The upcoming Social and Affordable Homes Programme (SAHP) will not include specific targets for homes other than those for social rent, Homes England’s prospectus for the scheme has revealed.

The guidance for potential bidders, published today, confirmed that the programme would aim to deliver 60% social rent, as previously announced at the spending review.

However, the government has removed specific targets for any other types.

homes england

There will be no specified targets for homes based on geography, type, or construction (e.g. for rural homes, supported housing delivery, or use of modern methods of construction). 

In its summary of the prospectuses, the Ministry for Housing, Communities and Local Government (MHCLG) said it recognised that “some types of homes – such as council homes, supported housing, rural and community-led homes – can sometimes cost more to deliver” and said that grant rates for individual bids could reflect that.

It also stressed that it would welcome bids using modern methods of construction where it is “able to support delivery of the programme’s objectives”.

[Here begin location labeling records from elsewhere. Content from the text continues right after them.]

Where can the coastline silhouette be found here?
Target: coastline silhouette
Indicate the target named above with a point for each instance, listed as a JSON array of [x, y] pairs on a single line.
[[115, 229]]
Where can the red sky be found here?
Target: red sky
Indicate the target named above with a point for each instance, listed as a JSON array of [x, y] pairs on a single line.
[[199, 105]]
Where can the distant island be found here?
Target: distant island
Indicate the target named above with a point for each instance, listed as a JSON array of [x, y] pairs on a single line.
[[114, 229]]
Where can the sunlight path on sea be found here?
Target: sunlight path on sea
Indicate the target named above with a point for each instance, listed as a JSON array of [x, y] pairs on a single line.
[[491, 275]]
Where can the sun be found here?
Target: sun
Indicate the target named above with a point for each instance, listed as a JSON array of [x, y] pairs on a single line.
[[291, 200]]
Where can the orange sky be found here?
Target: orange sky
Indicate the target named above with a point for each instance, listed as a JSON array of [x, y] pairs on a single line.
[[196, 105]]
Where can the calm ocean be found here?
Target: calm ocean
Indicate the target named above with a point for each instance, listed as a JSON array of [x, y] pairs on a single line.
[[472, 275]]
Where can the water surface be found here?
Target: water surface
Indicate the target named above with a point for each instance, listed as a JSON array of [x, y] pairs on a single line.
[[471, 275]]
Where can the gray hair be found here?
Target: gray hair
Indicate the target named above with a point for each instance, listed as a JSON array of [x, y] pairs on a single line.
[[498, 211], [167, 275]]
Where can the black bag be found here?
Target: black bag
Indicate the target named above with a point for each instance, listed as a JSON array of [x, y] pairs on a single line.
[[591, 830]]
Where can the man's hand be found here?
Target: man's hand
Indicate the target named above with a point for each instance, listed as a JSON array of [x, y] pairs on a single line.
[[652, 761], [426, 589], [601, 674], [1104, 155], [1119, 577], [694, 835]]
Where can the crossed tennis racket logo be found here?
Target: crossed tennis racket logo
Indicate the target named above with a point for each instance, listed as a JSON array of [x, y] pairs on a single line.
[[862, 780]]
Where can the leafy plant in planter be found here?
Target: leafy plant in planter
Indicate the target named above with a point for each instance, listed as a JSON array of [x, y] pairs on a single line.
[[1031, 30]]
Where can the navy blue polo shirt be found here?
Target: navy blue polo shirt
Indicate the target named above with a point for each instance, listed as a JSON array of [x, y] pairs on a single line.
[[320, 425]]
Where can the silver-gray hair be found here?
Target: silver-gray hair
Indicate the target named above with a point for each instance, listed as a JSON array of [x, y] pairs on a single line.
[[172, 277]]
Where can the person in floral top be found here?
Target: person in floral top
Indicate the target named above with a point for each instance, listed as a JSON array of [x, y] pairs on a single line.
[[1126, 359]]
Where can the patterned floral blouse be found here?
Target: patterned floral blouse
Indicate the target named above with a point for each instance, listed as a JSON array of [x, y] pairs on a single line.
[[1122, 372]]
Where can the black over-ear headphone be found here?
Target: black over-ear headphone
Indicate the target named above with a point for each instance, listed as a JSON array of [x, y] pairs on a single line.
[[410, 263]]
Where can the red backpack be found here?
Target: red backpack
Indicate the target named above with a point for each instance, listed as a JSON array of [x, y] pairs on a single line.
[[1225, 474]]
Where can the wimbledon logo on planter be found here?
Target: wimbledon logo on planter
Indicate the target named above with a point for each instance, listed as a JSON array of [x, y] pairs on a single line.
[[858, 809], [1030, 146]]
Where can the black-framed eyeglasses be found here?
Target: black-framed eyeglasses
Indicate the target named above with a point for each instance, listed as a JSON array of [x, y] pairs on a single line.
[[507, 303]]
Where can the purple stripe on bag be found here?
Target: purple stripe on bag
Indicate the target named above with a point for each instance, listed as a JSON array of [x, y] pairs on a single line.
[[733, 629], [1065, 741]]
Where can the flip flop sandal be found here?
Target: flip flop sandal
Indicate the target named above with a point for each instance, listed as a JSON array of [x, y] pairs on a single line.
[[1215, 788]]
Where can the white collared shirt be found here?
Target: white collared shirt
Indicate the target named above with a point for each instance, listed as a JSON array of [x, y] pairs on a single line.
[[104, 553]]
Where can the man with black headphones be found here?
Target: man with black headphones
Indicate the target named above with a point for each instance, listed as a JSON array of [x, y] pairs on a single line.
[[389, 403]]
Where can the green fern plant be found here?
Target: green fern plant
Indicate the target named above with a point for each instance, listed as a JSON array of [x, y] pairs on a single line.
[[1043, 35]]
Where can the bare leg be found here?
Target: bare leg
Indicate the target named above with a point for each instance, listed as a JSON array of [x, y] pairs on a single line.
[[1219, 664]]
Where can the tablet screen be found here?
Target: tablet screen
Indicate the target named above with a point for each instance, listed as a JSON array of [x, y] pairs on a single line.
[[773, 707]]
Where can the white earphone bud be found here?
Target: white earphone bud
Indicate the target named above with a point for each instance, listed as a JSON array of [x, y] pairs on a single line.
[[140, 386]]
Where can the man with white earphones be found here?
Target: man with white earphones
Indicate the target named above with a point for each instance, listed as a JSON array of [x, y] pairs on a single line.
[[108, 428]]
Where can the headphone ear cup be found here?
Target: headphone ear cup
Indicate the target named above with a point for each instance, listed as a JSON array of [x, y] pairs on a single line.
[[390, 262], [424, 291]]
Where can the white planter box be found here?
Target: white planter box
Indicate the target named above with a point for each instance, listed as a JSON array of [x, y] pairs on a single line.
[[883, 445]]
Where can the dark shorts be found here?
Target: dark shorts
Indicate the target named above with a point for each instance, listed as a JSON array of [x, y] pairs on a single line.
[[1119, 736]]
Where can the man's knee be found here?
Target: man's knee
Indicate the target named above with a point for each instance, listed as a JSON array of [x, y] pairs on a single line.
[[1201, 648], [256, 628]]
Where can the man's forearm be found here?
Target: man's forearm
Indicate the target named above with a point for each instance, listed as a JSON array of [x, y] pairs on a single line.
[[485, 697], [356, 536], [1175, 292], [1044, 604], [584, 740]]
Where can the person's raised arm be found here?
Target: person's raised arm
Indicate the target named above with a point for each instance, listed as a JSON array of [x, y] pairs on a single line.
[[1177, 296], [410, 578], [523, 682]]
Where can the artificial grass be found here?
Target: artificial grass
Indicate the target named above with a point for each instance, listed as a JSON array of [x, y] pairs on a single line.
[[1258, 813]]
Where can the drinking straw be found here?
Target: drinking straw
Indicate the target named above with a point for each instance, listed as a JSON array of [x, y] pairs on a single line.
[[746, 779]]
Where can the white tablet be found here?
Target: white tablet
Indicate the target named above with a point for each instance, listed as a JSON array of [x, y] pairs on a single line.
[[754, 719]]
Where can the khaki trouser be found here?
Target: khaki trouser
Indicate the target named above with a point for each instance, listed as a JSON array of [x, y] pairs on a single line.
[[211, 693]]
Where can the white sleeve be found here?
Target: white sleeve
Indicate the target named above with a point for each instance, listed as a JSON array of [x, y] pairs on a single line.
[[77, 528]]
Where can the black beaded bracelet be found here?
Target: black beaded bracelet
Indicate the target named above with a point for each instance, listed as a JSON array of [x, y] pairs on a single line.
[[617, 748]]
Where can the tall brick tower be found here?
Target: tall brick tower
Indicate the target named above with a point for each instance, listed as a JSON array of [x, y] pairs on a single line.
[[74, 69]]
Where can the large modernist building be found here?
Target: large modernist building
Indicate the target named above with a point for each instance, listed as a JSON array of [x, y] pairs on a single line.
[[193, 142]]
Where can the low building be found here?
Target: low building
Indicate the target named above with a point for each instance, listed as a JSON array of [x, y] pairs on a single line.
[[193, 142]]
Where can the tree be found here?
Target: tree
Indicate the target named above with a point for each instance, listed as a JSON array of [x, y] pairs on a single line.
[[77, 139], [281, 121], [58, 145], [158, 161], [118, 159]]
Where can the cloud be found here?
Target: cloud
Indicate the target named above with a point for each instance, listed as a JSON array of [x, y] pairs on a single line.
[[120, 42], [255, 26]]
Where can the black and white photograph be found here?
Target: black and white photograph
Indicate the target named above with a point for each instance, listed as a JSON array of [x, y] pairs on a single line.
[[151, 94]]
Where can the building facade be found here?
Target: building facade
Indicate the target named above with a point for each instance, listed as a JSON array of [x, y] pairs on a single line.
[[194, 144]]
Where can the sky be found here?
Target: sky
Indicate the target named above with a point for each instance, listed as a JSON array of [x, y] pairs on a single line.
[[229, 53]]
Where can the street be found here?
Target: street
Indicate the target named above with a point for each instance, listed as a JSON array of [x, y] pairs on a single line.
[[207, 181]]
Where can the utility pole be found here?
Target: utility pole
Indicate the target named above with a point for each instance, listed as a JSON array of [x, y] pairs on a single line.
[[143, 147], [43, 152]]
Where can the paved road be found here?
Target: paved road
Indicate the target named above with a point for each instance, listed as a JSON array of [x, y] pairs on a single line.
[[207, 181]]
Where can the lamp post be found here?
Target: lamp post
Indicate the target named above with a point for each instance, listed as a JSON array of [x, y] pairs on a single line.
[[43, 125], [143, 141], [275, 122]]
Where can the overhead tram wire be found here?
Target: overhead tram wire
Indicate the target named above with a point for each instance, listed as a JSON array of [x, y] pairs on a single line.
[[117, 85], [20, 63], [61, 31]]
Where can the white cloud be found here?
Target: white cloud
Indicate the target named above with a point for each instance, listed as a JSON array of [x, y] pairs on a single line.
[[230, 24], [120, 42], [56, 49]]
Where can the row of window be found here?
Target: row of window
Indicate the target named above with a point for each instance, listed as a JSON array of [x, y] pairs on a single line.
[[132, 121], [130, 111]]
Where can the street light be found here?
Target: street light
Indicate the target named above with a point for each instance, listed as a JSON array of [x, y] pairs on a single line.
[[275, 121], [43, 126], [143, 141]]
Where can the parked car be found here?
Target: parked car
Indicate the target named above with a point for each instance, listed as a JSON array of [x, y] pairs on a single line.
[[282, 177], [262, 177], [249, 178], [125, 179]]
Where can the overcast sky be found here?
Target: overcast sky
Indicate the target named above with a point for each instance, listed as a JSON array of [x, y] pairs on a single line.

>> Read more: The Social and Affordable Homes Programme prospectuses: what you need to know

MHCLG said it would “maintain the principle that all bids will be assessed for value for money based on their particular circumstances” and that it would not pay any more grant than necessary to meet the gap between building costs and the funds that can be raised by providers.

“This is why we are not publishing standard grant rates, except in the case of the time limited planning fast track route in London announced on 23 October 2025,” it said.

According to Homes England and GLA prospectuses, bids will be assessed against value for money (using a benefit cost ratio set out in the MHCLG Appraisal Guide), strategic fit, and deliverability.

Homes England will be responsible for the £27.2bn worth of SAHP spending outside London, with the Greater London Authority directing money in the capital. However, within the rest of England, six mayors have been given greater influence over how £7bn of that money will be spent within their areas.

As part of his own prospectus, London’s mayor Sadiq Khan announced that he would be introducing a new key worker living rent product.